That´s exactly what Jeffrey Sachs does, using Krugman as his ‘excuse’:
In Krugman’s simplified Keynesian worldview, there are no structural challenges, only shortfalls in aggregate demand. There is no public debt problem. There is no global competitiveness challenge, since “competitiveness” is a myth when applied to national economies. Fiscal multipliers are predictable, timeless, persistent, and large. All growth reversals can be solved through larger deficits. Politicians can be trusted to design short-term stimulus spending programmes of hundreds of billions of dollars. Tax cuts are about as good as increases in government spending, and short-term boosts in spending are about as good as long-term public investments. Not one of these conclusions stands scrutiny.

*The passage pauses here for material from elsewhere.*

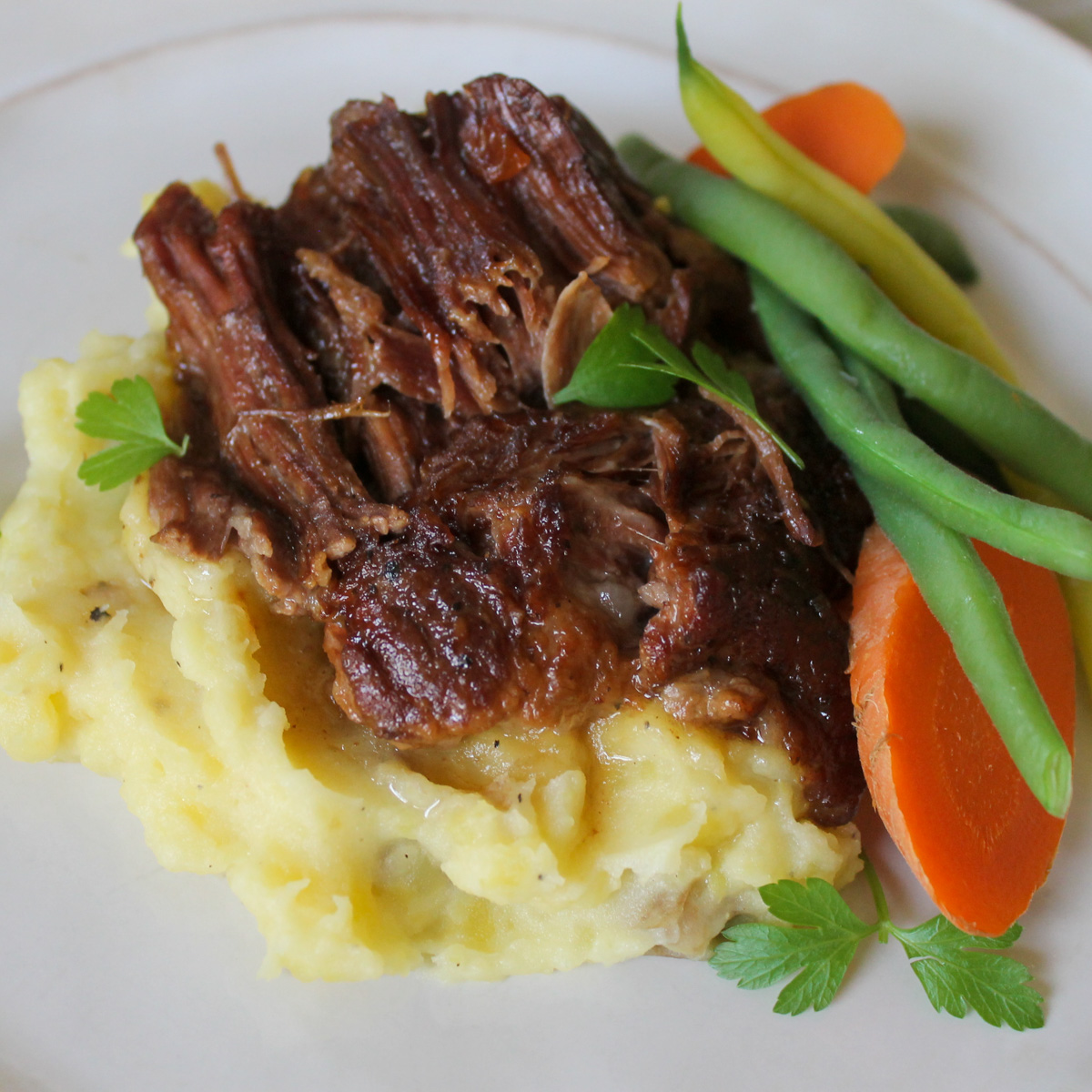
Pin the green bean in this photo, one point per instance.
(938, 240)
(824, 279)
(882, 446)
(966, 600)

Why have we come to this vacuous debate between free-market extremism and a Keynesian superficiality that addresses none of the subtleties, trade-offs, and uncertainties of the real situation? There are probably two main reasons. First, the world is noisy and overloaded with media messaging. Getting heard seems to require a short, sharp and exaggerated idea endlessly repeated: economics as a media brand. Second, the world is facing novel problems at the global level, and novelty is hard to factor into economics, which is a rigid, ideological, theoretically based, and largely backward-looking field.
JS managed to make an ugly caricature of Krugman. But the PK bashing here is just a red herring. JS really has nothing interesting or constructive to say. When that´s the case, appeal to ‘structural challenges’ and ‘hide behind the long-run’!
“Keynesian superficiality”
🙂
I think if we are ever going to fix the economy, the theory has to address all the reasonable complaints. Sachs’ line about fiscal multipliers certainly must be addressed.
I like Krugman; if this was the 1930s, his would be a good argument.